News & Media

March 28, 2012

Catholic Charities of Boston President Speaks at Sister Marie Augusta Neal, SND Lecture

Deborah Kincade Rambo, LICSW, president of Catholic Charities of the Archdiocese of Boston, addressed “Meeting the Needs in our Communities through Catholic Charities” at the annual Sister Marie Augusta Neal, SND Lecture on March 28th.

Deborah Kincade Rambo, LICSW, president of Catholic Charities of the Archdiocese of Boston, addressed "Meeting the Needs in our Communities through Catholic Charities" at the annual Sister Marie Augusta Neal, SND Lecture on March 28th in the Janet M. Daley Library Lecture Hall.

"Our Catholic faith calls us collectively and individually to work for social justice," Rambo said in her opening remarks. The Catholic Church, she noted, has an extensive fabric of social institutions, including schools, health care institutions and charities, which are rooted in the ministries of the Church, but serve the American society as a whole.

"We do what we do, not because you are Catholic, but because we are Catholic," Rambo said of Catholic Charities' continued mission to build "a just and compassionate society rooted in the dignity of all people."

Catholic Charities agencies across the country serve approximately 25 percent of the nation's 46 million poor, answering the call of an emerging social policy that "expects less from the state and other public agencies, more from the market and a great deal from nonprofit organizations," Rambo said.

On a local level, poverty is a growing problem within the Archdiocese. Rambo offered statistics from The Boston Foundation's 2011 report, The Measure of Poverty: A Boston Indicators Project Special Report, which stated that from 2005-2009, 90,000 Bostonians, not including college students, were living in poverty. Also, the percentage of children living in poverty in the Dorchester/Mattapan/Roxbury area has hit 42 percent the highest concentration in the state. To compound the issue, the cost of living in Greater Boston increased by 68 percent between 1990 and 2009, while federal poverty guidelines, which set a benchmark for government aid, rose by just 55 percent.

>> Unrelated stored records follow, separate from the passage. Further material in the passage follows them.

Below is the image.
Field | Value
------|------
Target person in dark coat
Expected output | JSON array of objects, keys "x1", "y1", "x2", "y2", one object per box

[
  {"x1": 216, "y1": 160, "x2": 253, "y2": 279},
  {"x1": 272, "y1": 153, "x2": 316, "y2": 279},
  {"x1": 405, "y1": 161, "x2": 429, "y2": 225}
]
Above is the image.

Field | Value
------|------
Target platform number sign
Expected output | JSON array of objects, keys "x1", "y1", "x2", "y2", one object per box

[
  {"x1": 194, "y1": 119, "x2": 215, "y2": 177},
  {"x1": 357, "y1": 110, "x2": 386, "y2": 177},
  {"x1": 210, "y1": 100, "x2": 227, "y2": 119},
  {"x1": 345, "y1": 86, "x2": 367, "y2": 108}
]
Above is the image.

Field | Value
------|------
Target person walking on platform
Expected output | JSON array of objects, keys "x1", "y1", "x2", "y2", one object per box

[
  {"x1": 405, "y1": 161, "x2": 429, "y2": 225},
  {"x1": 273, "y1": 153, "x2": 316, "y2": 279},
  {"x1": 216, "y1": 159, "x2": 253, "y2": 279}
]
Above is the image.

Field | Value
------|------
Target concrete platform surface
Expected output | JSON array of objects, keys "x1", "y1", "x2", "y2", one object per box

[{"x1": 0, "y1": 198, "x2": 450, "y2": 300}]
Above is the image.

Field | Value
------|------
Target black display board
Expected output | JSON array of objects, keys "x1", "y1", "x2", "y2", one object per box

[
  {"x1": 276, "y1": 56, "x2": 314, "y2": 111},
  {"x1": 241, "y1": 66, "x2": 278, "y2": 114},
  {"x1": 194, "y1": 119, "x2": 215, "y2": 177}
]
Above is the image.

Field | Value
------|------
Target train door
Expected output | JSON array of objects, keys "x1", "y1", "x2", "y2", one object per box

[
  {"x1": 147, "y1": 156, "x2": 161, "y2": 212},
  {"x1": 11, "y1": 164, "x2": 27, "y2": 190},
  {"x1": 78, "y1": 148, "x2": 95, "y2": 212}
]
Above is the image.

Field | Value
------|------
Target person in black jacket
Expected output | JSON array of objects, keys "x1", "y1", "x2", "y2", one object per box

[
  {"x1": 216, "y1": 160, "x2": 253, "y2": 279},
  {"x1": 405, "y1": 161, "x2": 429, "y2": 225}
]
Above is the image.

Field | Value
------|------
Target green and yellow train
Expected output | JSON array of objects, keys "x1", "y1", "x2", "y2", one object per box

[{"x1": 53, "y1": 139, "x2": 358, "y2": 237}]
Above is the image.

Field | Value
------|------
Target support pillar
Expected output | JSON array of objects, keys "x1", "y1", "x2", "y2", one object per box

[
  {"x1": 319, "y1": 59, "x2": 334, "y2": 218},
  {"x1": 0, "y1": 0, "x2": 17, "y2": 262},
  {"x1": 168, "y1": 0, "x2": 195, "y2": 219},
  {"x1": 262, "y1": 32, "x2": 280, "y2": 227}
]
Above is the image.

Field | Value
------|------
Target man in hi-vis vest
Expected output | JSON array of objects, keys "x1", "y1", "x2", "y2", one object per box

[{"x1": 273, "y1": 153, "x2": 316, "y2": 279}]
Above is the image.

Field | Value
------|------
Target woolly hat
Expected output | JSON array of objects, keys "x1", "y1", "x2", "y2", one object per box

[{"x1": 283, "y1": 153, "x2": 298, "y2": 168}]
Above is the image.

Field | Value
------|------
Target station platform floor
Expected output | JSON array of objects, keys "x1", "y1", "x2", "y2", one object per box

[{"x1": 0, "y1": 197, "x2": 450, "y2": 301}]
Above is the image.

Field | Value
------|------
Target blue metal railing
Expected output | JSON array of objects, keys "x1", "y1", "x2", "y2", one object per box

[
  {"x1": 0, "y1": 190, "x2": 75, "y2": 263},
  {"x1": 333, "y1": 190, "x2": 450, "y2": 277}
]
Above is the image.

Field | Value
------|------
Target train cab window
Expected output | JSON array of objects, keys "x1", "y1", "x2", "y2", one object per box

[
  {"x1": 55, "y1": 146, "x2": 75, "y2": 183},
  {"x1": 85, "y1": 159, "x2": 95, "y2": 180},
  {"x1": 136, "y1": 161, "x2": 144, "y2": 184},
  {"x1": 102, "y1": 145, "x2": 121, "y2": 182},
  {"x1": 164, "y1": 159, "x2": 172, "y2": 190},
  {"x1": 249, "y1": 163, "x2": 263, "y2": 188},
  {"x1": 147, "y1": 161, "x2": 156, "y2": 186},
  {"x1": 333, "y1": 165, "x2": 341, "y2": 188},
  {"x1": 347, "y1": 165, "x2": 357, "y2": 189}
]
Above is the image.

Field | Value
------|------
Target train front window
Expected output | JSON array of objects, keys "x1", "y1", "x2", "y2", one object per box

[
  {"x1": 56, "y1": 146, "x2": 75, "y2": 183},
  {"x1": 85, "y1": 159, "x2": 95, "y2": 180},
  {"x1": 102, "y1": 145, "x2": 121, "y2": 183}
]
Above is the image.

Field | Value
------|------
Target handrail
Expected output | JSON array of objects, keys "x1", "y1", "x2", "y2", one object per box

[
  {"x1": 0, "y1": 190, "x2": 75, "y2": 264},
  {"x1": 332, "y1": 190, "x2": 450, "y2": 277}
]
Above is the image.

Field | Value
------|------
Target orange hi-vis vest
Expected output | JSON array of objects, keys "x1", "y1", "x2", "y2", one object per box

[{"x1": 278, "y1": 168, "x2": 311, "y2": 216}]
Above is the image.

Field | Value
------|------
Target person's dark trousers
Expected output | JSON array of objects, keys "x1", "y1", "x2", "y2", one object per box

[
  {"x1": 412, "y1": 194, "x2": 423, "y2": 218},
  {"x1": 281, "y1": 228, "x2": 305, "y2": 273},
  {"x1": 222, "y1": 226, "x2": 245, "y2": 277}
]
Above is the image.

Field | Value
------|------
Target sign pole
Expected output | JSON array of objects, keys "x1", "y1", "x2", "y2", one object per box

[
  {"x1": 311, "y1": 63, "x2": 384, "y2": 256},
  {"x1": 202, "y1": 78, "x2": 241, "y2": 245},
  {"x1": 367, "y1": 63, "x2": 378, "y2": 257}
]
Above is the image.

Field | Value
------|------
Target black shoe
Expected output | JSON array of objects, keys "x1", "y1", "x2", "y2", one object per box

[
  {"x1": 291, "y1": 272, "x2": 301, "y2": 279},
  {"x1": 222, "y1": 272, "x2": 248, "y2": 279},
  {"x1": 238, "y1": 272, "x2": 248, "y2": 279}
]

Rambo has seen the impact of the increased economic hardship on Catholic Charities' resources. In 2008, a food bank in the Dorchester/Mattapan/Roxbury area donated approximately 5,000 pounds of food each month. At the present, they provide 15,000 pounds a week.

Including several Basic Needs Service sites, which offer food pantries and rent, heat or utilities assistance, Catholic Charities of the Archdiocese of Boston provides more than 100 programs in 33 locations. They are second only to the state in the services they provide, which include education programs to help new immigrants or refugees learn English and job skills or programs to support young mothers who have left school. They also provide daily daycare service for 1,100 children, in programs accredited by the National Association for the Education of Young Children. Catholic Charities of Boston also has five transitional shelters for families in Boston, Cambridge and Lowell.

"We're sort of a soup-to-nuts agency," Rambo said.

Last year, Catholic Charities helped 200,000 individuals across Eastern Massachusetts, with the help of 600 full-time and part-time staff and 2,500 volunteers.

In her current role as president and CEO, Rambo is responsible for guiding the strategic direction of one of the largest social services, not-for-profit agencies in Massachusetts.

For more than 32 years, she has had the opportunity to serve in all of Catholic Charities' community service centers and divisions as an advocate for the poor and working poor.

During the more than 15 years after joining Catholic Charities, Rambo served as a clinical social worker and program director, working with at risk children and families in disadvantaged communities.

Rambo holds a Bachelor of Arts in Sociology from Pennsylvania State University and a Masters of Social Work degree from Boston College.

The Sister Marie Augusta Neal, SND Lecture is dedicated to promoting the social justice mission of Emmanuel College. This annual lecture honors one of Emmanuel's most esteemed graduates and faculty members, Sister Marie Augusta Neal, SND '42, who influenced several generations of students and scholars worldwide through her inspirational teaching and her numerous groundbreaking publications on social justice and change, and women in the church.